FFFF
2010-11-04
Introduction
FFFF is a data encoding designed for efficiency, flexibility, and ease of processing. Like s-expressions and XML, FFFF allows arbitrarily deep nesting and can be used to express any kind of data structure or program. Unlike s-expressions and XML, FFFF is a binary format, optimized for being quickly parsed and/or transmitted.
Status
FFFF is currently in draft status. Experimental implementations are being written. The experience gathered during this process will be used to update and finalize the definition of the format. Until then, this document is subject to change without notice.
Overview
The primary purpose of FFFF is encoding data. Ideally, it should be possible to encode any data that one might wish to store and/or transfer in such a way that the result preserves the structure of the original data, takes up few bytes, and can be read by another program with little work.

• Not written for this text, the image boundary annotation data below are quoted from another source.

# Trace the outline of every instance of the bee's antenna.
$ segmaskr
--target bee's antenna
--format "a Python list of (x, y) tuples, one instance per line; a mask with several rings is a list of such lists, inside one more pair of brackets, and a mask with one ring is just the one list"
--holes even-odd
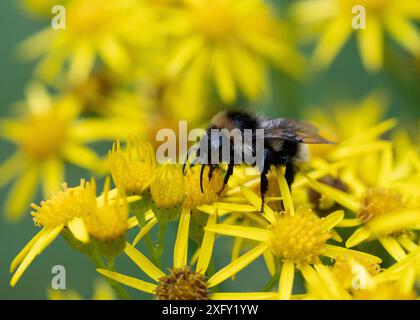
[(206, 166), (205, 164), (202, 164), (201, 165), (201, 170), (200, 170), (200, 189), (201, 189), (201, 193), (204, 193), (204, 191), (203, 191), (203, 175), (204, 175), (204, 167), (205, 166)]

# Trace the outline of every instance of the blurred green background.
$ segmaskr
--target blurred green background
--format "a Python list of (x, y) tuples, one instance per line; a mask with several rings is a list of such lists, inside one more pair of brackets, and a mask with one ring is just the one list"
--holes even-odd
[[(277, 1), (281, 8), (287, 1)], [(34, 21), (26, 17), (15, 1), (0, 1), (0, 116), (10, 115), (12, 104), (23, 98), (24, 88), (31, 79), (34, 64), (18, 60), (15, 47), (23, 39), (46, 26), (45, 21)], [(388, 41), (388, 39), (387, 39)], [(291, 82), (279, 73), (273, 72), (272, 95), (261, 105), (254, 106), (272, 116), (297, 117), (304, 107), (312, 105), (334, 104), (339, 101), (358, 101), (372, 90), (381, 89), (392, 99), (390, 115), (397, 116), (403, 123), (418, 121), (420, 117), (420, 67), (412, 68), (406, 53), (391, 44), (392, 53), (386, 53), (386, 68), (375, 75), (367, 74), (360, 63), (354, 41), (346, 45), (333, 65), (325, 72), (307, 83)], [(303, 48), (306, 50), (306, 48)], [(408, 62), (407, 62), (408, 61)], [(419, 62), (417, 62), (419, 65)], [(415, 121), (414, 121), (415, 120)], [(11, 145), (0, 142), (0, 162), (13, 151)], [(87, 173), (69, 167), (69, 184), (77, 183)], [(0, 208), (10, 185), (0, 190)], [(41, 200), (38, 193), (35, 202)], [(2, 210), (2, 209), (0, 209)], [(72, 251), (61, 238), (55, 241), (42, 255), (35, 260), (15, 288), (10, 288), (9, 265), (13, 257), (38, 231), (28, 216), (17, 224), (8, 223), (4, 214), (0, 214), (0, 298), (1, 299), (45, 299), (47, 288), (53, 277), (54, 265), (63, 265), (67, 271), (67, 288), (76, 289), (83, 297), (92, 295), (94, 279), (97, 278), (90, 262), (81, 254)], [(176, 227), (168, 231), (168, 246), (173, 243)], [(131, 235), (132, 236), (132, 235)], [(230, 240), (225, 240), (230, 241)], [(215, 256), (216, 266), (228, 262), (231, 245), (218, 246)], [(168, 251), (169, 252), (169, 251)], [(166, 265), (169, 266), (172, 255), (167, 254)], [(136, 276), (138, 269), (122, 257), (117, 262), (121, 272)], [(233, 287), (229, 282), (221, 290), (260, 290), (261, 278), (269, 280), (262, 261), (253, 263), (239, 274), (238, 285)], [(246, 279), (246, 286), (241, 284)], [(299, 284), (298, 284), (299, 286)], [(135, 293), (135, 297), (146, 297)]]

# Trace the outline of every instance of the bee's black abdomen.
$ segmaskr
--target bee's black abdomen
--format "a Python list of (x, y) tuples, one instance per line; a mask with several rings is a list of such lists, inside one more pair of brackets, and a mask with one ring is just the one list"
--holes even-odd
[(235, 110), (235, 111), (227, 111), (226, 116), (230, 119), (235, 126), (240, 129), (257, 129), (258, 128), (258, 119), (255, 115), (242, 111), (242, 110)]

The goals set out for FFFF are very ambitious, and it is possible that experience or specific applications will lead to new insights and the development of better encoding schemes. FFFF anticipates this by providing a method for switching to a specific language, where a language has complete freedom in defining its own encoding scheme. Of course, a plethora of different languages is detrimental to interoperability. Therefore, care has been taken to make FFFF as described in this document good enough to cover the vast majority of cases. The use of this language is indicated by setting the language to FFFF version 0.2.

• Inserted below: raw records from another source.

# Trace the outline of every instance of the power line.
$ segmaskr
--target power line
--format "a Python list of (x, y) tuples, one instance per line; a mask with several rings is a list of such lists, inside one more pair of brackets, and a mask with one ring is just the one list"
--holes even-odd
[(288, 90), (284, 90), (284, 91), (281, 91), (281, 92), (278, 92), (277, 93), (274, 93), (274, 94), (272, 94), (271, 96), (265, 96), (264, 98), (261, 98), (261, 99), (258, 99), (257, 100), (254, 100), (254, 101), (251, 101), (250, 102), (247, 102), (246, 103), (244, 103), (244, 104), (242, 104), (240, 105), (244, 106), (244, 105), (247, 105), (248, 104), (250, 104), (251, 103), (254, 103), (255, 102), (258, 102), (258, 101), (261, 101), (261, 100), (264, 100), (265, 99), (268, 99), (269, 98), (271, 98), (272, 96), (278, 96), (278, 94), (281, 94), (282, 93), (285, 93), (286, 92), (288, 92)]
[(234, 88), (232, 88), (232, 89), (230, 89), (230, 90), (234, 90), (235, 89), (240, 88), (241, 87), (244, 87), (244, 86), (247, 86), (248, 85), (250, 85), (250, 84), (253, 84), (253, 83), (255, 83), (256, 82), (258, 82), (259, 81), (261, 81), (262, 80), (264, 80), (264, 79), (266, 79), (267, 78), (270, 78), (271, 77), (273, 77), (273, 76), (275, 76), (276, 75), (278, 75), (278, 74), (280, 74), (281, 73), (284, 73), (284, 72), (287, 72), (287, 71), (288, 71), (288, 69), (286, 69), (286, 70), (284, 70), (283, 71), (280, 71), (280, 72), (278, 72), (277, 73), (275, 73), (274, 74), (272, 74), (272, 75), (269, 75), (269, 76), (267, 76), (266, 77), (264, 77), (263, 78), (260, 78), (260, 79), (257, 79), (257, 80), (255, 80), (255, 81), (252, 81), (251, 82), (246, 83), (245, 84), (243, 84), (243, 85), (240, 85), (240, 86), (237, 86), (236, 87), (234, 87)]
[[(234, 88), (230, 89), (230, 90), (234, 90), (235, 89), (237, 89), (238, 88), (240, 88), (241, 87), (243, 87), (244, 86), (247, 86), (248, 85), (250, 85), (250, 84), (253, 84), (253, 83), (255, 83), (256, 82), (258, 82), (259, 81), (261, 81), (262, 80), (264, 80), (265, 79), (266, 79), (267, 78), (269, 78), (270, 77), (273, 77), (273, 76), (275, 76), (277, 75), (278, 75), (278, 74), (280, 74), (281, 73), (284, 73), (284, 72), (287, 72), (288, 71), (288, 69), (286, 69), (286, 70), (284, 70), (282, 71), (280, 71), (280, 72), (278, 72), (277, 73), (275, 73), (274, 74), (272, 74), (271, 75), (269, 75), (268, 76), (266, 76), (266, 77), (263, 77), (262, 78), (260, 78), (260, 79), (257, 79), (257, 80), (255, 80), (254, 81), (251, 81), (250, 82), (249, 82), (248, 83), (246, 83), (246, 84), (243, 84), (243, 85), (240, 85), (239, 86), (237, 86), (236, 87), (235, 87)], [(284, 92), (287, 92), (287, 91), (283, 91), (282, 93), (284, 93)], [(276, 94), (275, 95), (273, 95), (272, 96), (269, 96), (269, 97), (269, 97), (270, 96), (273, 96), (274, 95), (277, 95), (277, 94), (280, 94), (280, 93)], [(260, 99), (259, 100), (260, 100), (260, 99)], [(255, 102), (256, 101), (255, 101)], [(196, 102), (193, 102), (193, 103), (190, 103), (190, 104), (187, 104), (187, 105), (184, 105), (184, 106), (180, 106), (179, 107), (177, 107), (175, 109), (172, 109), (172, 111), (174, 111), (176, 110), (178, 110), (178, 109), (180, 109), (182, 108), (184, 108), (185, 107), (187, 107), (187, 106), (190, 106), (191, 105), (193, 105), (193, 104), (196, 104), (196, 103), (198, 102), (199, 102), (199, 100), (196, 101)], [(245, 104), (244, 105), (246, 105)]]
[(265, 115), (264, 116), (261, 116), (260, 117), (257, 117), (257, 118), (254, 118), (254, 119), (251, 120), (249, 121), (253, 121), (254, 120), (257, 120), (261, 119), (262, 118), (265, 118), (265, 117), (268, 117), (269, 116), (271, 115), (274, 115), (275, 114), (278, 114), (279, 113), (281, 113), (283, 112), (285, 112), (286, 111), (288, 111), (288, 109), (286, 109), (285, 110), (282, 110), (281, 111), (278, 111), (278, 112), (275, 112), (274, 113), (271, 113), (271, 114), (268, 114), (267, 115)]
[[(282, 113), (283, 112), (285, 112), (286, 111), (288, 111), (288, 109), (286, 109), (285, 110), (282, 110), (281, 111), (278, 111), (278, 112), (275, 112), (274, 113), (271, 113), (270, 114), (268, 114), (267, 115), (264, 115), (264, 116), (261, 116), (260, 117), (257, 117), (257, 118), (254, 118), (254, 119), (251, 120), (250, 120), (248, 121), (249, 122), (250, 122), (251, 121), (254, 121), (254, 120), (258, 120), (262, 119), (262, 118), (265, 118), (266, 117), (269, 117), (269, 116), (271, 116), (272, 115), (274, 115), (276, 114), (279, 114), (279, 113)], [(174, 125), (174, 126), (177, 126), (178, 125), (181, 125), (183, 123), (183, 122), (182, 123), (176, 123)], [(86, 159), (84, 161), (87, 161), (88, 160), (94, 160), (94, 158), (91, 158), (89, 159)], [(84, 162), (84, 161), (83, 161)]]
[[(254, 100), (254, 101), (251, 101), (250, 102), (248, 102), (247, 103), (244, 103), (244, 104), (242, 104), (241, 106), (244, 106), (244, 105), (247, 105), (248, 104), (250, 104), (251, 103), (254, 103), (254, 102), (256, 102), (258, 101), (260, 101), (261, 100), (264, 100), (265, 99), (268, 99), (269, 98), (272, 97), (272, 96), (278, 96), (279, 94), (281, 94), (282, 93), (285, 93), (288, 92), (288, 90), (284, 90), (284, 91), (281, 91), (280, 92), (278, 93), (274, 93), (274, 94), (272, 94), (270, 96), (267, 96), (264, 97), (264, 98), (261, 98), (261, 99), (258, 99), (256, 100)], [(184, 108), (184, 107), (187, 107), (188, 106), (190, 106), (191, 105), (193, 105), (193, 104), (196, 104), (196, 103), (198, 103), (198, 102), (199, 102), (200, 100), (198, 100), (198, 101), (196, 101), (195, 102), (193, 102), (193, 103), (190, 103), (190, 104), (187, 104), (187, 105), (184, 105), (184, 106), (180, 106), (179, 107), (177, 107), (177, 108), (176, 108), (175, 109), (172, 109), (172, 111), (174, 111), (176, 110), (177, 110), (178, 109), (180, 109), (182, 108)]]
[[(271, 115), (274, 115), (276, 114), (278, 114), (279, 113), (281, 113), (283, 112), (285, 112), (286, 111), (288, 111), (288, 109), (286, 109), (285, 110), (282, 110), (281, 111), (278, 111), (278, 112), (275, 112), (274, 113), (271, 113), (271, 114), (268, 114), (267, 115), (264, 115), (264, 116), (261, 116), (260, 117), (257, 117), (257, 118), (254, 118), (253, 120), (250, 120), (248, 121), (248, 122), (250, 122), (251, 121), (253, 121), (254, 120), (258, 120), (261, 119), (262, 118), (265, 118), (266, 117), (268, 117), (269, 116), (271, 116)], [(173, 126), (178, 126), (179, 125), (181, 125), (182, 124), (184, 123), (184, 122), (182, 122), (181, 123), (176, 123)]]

In FFFF, data is encoded as a stream of individual data items, each called a datum. Each datum consists of a tag identifying what kind of datum it is. The tag is followed by a value of zero or more bytes, whose interpretation depends on the kind of datum.

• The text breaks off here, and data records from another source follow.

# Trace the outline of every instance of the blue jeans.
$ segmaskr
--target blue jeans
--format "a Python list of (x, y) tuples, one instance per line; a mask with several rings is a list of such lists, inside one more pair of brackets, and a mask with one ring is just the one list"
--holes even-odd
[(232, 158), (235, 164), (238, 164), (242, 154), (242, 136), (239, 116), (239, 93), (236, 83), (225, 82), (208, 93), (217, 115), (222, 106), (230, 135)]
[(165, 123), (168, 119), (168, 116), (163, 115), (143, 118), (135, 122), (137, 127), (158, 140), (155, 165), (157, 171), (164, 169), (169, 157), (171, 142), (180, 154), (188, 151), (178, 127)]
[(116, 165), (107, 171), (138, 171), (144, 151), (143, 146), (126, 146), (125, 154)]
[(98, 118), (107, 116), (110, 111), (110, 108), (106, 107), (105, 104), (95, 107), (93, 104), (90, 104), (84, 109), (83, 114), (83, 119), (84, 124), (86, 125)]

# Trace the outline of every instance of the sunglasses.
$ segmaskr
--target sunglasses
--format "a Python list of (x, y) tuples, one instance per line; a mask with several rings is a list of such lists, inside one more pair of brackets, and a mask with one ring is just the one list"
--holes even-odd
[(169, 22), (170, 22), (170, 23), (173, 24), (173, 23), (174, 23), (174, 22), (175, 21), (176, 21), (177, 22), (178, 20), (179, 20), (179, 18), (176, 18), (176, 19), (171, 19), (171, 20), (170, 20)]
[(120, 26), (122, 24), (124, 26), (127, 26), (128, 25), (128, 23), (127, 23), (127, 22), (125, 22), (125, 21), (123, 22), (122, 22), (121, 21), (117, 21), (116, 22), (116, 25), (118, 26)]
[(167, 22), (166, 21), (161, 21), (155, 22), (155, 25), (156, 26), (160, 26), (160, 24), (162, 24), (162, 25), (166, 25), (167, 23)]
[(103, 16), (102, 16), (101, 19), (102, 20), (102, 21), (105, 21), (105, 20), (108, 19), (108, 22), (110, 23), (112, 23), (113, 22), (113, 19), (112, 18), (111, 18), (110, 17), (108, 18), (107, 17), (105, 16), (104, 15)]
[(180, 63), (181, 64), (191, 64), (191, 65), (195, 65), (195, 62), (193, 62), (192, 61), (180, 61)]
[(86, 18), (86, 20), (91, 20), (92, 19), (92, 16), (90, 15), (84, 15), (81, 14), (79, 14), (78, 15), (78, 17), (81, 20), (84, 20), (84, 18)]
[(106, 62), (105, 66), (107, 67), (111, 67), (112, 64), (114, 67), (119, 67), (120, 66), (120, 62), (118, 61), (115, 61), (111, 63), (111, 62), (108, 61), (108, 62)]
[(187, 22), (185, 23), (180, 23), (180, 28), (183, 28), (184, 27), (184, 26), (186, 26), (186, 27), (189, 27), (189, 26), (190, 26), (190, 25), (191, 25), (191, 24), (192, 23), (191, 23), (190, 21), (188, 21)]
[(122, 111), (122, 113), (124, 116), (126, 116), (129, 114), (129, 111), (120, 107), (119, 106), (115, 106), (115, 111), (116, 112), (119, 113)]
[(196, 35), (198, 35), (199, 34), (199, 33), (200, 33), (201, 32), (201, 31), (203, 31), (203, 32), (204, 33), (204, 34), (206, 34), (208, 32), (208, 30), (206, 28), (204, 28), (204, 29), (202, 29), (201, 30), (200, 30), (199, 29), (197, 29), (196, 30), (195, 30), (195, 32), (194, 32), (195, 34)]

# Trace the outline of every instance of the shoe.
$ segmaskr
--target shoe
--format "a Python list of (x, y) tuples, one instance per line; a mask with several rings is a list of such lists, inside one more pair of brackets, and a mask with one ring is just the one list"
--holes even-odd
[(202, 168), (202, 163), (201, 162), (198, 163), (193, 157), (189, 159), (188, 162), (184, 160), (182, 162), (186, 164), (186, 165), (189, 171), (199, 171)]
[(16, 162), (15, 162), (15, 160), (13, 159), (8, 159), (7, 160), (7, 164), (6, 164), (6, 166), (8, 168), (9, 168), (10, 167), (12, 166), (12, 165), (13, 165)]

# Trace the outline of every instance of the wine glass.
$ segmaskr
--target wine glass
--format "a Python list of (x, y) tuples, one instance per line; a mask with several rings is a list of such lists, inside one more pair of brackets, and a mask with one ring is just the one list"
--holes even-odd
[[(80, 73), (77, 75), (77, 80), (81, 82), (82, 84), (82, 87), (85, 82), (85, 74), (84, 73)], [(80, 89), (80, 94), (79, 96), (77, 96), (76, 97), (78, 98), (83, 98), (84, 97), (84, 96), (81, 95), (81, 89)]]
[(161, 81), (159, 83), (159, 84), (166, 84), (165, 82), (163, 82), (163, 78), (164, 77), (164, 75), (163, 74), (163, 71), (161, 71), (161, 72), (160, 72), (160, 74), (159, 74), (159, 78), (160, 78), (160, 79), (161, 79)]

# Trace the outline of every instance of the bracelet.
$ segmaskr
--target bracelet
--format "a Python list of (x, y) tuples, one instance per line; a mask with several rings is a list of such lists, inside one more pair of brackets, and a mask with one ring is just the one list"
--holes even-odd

Tags in FFFF are natural numbers, encoded using FFFF's numeral encoding. In order to parse an FFFF datum, a program reading the datum must know the tag's definition. These definitions are provided by the language specification. The tags defined in this version of FFFF can be found in the section on tags.
In addition to encoding data directly, values may also be encoded by reference. FFFF allows defining a tag to refer to a specific value. After such a definition is made, the tag can be used as a reference to the value, which preserves object identity and conserves space. More information can be found in the description of definitions.
Encoding
Two commonly used encoding schemes used in FFFF are numeral encoding and blob encoding. These are described below.
Numeral Encoding
In FFFF, numerals are used to encode arbitrarily large numeric values. The numeral encoding consists of one or more bytes and can express any integer value of zero or greater.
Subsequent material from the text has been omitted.